Come 2028, companies like Norfolk Southern and Southwest Airlines are likely to remember how well Pete looked after them during these trying times. Both firms are generous political donors. In 2022, Norfolk Southern’s “Good Government” PAC donated $725,000 to federal candidates, including $10,000 each to top Democrats Steny Hoyer, James Clyburn, and Hakeem Jeffries. Southwest Airlines, between PACs and individual employee donations, wrote over $600,000 in campaign contributions to both Democrats and Republicans. Clearly, air and rail companies have deep pockets, and they aren’t shy about buying political influence.
And so Pete Buttigieg, in typical Democrat fashion, is simultaneously courting big money donors with corporate-friendly policy, and voters of color with platitudinous gestures.

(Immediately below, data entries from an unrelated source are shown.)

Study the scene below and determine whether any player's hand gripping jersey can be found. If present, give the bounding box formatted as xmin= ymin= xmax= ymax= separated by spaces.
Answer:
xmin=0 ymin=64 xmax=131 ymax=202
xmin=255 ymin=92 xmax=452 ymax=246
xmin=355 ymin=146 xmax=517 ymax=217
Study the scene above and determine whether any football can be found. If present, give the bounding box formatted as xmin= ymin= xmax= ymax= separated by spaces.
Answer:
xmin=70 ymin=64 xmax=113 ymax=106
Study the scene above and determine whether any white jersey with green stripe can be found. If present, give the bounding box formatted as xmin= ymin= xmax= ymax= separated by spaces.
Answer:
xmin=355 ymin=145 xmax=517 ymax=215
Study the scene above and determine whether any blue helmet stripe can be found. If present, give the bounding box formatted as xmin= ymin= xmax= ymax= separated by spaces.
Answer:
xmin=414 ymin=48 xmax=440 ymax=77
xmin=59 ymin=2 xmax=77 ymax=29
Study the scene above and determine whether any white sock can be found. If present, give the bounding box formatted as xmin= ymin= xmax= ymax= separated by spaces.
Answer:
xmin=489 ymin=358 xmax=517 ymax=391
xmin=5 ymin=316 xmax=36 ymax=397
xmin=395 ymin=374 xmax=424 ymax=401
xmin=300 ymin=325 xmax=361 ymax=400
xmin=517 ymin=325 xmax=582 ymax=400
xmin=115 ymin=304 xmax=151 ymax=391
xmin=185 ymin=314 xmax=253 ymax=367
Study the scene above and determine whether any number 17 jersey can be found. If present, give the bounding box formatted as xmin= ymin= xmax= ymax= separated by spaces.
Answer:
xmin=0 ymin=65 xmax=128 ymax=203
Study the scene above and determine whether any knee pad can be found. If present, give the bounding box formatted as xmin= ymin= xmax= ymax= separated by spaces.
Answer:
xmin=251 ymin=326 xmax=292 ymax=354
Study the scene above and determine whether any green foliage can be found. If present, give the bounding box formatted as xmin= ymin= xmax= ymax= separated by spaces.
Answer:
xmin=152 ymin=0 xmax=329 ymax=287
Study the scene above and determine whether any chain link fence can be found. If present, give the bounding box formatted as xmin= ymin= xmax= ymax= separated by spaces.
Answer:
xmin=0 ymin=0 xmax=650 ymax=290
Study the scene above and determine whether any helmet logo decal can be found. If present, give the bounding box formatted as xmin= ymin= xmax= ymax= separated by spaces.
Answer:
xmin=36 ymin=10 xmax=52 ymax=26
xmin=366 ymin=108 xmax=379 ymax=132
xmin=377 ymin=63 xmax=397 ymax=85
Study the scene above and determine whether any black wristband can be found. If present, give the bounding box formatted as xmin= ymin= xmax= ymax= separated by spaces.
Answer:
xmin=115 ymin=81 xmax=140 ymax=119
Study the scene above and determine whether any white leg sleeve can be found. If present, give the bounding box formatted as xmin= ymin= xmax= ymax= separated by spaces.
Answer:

Unfortunately for Pete, his brand of transparent virtue-signaling plays much better with guilty neurotic white liberals than it does with actual POC, which is why my money is still on Pete’s next Presidential campaign faring roughly the same as his previous one. But, importantly, he won’t do worse than last time despite his embarrassing performance at his current job. Even after his egregious non-response to this most recent disaster, the Democratic base of shallow and self-serving PMC automatons rushed to his defense. None did so more outrageously than Brian Krassenstein, who both defended Pete’s inaction and then gaslighted an angry Ohio resident to further excuse it in the following exchange:
Anyone who’s spent any length of time debating the likes of Krassenstein knows he’s far from alone in his abject partisan hackery. This mindless defense of prominent party officials is the rule, not the exception, amongst rank and file Democrats. And there simply is no evidence to suggest that this dynamic will change anytime before the 2028 primary.
Therefore, while Pete’s cynical triangulation as head of the DOT is likely not enough to propel him to the Democratic nomination, much less the Presidency, it’s also certain not to cost him all that much politically. His ultimate calculation - that he can get away with screwing ordinary people at corporate donors’ behest and stay on the base’s good side with flowery rhetoric and superficial pandering - is, unfortunately, correct.
It’s a tried and true recipe for success within the Democratic Party, and the voters themselves are to blame for it. After all, they’re the ones who’ve failed to hold any of their own accountable for such treachery. From Bill Clinton announcing his Presidential candidacy at the literal birthplace of the KKK, to Barack Obama letting bankers skate after the 2008 financial crisis and instead sicking his DOJ on homeowners, to Hillary’s support for the Iraq War, to Biden’s appalling record on criminal justice, foreign policy, bankruptcy legislation, and much more, Democratic voters have rewarded just about every double-talking weasel they’ve had the chance to since before Pete Buttigieg was born. Given this history, why shouldn’t he think he may be next in line, and why wouldn’t he act accordingly?
So no, this isn’t simply incompetence on Pete’s part. He’s executing his plan with the precision for which his bloodsucking consultant class is known. And while he’s probably not gaining ground, he’s not losing any either.